Women's Rights Essay

How did the role of women in society change during the years of the Weimar Republic?

The Weimar Republic (1919-33) was a period in the history of Germany experiencing great changes in the politics as well as in social and cultural life. New political system and significant historic events (the First World War (1914-18) and the German Revolution (1918-19)) gave a start to many changes, in particular in gender roles.  

The first document establishing legal equality between citizens was Article 109 of the Weimar Constitution (1919). Traditional gender roles were mixed up and the gender experience got in the wartime was polarised in new concepts – femininity and masculinity. After the war, women did not want to refuse the new roles they had.

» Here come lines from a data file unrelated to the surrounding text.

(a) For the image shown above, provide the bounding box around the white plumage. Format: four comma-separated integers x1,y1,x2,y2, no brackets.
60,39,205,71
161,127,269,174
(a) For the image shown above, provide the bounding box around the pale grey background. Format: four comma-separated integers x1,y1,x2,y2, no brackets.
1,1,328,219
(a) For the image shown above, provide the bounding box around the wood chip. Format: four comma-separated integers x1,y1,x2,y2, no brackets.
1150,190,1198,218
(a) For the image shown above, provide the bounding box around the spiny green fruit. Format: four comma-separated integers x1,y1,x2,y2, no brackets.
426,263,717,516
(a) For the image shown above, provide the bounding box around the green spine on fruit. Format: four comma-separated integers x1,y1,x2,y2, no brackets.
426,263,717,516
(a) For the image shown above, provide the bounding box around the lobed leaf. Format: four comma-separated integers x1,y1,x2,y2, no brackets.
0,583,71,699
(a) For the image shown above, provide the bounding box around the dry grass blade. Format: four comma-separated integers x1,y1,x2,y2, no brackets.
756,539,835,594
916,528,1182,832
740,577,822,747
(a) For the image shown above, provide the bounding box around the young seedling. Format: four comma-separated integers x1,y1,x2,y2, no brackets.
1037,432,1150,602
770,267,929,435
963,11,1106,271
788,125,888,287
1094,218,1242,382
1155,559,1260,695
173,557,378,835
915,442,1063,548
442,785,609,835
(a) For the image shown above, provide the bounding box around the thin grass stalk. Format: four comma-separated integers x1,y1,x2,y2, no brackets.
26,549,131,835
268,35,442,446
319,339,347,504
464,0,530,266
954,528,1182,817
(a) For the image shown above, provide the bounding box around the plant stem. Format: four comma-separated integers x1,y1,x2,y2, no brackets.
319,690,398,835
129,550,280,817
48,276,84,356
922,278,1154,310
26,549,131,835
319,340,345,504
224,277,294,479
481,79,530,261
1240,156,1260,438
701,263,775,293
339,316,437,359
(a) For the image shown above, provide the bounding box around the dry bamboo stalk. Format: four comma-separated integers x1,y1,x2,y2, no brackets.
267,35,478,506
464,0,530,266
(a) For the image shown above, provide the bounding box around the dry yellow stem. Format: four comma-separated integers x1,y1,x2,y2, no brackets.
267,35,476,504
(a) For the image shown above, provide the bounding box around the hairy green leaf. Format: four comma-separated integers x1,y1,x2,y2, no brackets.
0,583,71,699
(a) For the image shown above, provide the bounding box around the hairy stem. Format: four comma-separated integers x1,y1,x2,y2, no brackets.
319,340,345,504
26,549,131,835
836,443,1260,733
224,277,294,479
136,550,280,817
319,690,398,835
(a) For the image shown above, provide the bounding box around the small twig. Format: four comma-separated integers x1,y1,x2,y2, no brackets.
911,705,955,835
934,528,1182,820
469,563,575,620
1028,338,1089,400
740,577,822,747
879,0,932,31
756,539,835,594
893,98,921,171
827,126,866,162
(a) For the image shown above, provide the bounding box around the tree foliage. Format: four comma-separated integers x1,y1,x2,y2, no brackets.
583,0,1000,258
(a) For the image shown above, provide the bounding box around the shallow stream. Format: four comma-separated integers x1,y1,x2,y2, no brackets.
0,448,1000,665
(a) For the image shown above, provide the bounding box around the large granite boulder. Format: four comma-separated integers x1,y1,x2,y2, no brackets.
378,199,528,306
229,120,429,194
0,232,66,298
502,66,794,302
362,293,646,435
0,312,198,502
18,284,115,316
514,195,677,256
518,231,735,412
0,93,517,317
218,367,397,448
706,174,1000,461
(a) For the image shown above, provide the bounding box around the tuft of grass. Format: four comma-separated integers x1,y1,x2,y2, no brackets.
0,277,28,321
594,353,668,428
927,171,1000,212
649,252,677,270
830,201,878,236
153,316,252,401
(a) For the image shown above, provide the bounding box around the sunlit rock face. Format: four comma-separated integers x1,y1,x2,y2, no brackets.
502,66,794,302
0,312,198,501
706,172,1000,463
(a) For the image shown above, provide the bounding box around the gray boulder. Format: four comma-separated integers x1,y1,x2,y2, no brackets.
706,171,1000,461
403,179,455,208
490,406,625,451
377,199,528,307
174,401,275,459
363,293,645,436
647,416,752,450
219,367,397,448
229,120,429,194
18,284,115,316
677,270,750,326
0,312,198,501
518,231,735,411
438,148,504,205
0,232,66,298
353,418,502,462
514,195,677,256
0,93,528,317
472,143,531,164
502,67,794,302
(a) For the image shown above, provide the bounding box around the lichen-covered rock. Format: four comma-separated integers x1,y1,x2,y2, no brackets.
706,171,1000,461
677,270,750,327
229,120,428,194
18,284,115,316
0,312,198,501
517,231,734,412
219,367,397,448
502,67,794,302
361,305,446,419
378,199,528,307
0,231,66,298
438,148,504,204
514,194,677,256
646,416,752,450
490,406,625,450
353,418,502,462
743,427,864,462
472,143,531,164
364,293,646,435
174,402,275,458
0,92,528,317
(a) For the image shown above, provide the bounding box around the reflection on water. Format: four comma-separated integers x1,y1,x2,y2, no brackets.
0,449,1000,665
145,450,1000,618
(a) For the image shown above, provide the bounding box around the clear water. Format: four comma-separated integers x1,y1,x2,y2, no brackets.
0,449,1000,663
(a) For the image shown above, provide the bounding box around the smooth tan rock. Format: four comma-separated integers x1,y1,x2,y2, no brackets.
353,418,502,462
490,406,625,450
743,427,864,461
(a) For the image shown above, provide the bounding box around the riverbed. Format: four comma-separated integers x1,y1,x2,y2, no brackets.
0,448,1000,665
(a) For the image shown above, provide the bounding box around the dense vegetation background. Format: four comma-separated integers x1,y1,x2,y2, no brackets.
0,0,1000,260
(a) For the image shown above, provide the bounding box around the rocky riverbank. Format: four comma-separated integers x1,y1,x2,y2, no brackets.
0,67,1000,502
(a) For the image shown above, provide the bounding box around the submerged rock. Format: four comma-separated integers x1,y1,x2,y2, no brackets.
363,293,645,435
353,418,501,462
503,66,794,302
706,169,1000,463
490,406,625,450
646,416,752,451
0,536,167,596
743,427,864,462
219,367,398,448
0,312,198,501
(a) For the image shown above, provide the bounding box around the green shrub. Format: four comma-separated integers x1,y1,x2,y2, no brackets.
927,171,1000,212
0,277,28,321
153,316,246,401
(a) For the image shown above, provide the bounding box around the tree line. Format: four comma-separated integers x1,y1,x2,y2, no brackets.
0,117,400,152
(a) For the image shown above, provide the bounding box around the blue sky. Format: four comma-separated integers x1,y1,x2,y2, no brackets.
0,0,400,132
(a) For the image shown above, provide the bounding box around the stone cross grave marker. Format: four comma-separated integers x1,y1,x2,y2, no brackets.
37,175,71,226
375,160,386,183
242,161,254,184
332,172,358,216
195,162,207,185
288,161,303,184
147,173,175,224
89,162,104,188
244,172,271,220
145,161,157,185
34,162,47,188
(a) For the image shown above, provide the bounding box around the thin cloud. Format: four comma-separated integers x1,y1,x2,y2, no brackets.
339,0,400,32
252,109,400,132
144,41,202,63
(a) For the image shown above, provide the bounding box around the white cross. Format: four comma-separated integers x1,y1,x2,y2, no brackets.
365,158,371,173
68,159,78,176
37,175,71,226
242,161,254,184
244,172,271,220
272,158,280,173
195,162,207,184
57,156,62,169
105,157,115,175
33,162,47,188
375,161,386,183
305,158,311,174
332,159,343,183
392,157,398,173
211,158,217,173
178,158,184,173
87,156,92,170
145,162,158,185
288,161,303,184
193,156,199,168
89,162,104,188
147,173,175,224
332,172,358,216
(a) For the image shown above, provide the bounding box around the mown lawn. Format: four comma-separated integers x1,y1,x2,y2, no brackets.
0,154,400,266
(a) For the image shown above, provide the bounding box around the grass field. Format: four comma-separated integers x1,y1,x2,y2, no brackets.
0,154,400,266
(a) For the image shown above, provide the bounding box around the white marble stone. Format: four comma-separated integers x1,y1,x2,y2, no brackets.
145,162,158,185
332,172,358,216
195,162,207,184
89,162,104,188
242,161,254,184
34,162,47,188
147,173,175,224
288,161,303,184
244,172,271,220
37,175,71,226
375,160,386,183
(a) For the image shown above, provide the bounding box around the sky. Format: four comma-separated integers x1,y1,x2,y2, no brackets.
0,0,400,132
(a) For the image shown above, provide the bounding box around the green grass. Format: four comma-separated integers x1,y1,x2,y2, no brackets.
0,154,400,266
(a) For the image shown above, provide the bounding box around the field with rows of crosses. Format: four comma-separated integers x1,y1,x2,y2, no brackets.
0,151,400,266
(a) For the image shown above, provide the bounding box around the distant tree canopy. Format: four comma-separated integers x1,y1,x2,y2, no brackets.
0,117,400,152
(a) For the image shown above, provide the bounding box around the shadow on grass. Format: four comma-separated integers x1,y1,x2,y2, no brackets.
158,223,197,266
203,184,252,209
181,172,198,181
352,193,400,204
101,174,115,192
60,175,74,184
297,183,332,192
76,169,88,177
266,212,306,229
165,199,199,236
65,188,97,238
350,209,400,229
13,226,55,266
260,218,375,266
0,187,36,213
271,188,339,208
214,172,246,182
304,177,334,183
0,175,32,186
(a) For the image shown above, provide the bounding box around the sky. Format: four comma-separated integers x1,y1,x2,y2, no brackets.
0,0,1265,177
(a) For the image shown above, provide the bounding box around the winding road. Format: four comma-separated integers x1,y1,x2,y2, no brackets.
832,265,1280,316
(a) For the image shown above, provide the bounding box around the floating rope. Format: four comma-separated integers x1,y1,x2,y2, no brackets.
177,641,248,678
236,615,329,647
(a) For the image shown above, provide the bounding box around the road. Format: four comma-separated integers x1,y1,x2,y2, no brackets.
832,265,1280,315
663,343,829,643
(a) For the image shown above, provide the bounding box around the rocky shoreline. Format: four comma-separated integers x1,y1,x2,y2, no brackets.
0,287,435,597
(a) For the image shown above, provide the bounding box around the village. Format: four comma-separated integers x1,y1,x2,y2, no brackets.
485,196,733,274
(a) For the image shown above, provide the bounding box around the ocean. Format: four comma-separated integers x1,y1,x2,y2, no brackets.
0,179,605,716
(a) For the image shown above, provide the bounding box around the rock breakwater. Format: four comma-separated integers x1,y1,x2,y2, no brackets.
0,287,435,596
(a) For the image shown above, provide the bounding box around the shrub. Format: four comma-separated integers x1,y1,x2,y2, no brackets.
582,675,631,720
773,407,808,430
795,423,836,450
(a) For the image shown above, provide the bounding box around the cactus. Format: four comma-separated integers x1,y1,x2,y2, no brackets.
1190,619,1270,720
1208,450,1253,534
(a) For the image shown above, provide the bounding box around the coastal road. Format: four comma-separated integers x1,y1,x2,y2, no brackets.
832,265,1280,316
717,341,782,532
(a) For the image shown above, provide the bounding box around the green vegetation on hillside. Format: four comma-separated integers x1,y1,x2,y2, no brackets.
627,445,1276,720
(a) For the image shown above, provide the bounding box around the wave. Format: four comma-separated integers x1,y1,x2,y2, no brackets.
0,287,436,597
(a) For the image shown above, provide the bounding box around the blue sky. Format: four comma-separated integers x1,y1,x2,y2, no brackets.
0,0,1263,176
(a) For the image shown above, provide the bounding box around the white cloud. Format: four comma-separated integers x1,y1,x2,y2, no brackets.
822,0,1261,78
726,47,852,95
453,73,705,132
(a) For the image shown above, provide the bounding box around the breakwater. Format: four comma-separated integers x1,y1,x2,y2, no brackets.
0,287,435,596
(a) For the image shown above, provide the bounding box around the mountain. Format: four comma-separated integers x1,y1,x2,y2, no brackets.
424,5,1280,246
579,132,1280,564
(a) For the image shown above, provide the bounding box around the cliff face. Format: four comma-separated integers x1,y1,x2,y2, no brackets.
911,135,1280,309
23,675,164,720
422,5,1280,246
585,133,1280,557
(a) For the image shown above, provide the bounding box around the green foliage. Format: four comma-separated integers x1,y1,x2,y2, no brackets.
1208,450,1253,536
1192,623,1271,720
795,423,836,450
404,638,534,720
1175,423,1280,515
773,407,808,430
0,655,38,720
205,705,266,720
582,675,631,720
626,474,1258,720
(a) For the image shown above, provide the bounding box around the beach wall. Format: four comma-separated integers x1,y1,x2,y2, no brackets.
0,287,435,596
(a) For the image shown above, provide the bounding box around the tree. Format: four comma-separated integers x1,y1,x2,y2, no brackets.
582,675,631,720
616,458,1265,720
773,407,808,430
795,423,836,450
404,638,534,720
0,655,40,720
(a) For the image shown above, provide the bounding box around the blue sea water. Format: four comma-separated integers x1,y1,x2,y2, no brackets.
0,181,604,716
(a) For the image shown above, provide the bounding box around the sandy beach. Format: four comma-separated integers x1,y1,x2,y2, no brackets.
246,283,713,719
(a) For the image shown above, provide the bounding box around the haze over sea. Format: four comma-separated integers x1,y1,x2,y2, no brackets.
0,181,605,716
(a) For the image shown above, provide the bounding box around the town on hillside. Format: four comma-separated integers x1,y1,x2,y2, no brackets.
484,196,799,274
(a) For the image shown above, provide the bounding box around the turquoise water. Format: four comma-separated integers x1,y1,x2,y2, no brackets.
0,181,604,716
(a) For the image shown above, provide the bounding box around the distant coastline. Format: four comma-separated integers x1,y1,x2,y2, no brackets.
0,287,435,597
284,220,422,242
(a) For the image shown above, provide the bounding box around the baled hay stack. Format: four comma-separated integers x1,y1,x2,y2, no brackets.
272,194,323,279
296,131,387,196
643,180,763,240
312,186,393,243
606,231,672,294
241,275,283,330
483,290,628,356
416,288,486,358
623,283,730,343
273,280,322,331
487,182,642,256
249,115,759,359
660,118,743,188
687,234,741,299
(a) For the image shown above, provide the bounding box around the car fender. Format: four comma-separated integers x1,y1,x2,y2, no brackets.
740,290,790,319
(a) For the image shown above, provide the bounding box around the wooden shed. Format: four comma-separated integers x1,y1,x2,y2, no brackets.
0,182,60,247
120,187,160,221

That is how an emancipated person with a new vision of life occurred.

In 1919, together with the legal equality, women got the right to participate in politics. The New Woman embodied all social transformations taking place in German society. The New Woman was politically emancipated, sexually liberated and economically independent, so soon women played a great role in sports clubs, youth organisations and other institutions.
In 1929 Elsa Hermann, describing her vision on the situation stated that ‘the woman refused to lead the life of a lady and a housewife, preferring to … go her own way’. So, the ‘New Woman’  wanted independence, but not traditions.

The role of women in the workforce took place after the great increase in the employment of female workers. In 1931, the Frankfurter Zeitung stated that more than 11.5 million of women (35 percent of workers) were employed.

German society reacted differently to this vast and irresistible modernisation. The intractability of the new wave was the most frightening aspect of the ‘New Woman’.
One of the most dangerous aspects of the ‘New Woman’ was sexual emancipation that resulted in the increased number of divorces, rise in the number of abortions and the use of birth control – these factors were understood as a threat to the unit of the family.

In conclusion, new gender roles in post-war German society were part of new transformations. The role of women became the key feature in the arts and attracted the attention of society as a whole. Becoming a polarising factor gender question was the reason for many further political, economic and social changes.

References

  1. Canning K., (2009). Weimar and the Politics of Gender
  2. Lewis, B.,(1997). Women in the Metropolis: Gender and Modernity in Weimar Culture.
  3. Roos, J., (2010). Weimar Through the Lens of Gender: Prostitution, Women’s Emancipation, and German Democracy, 1919-1933.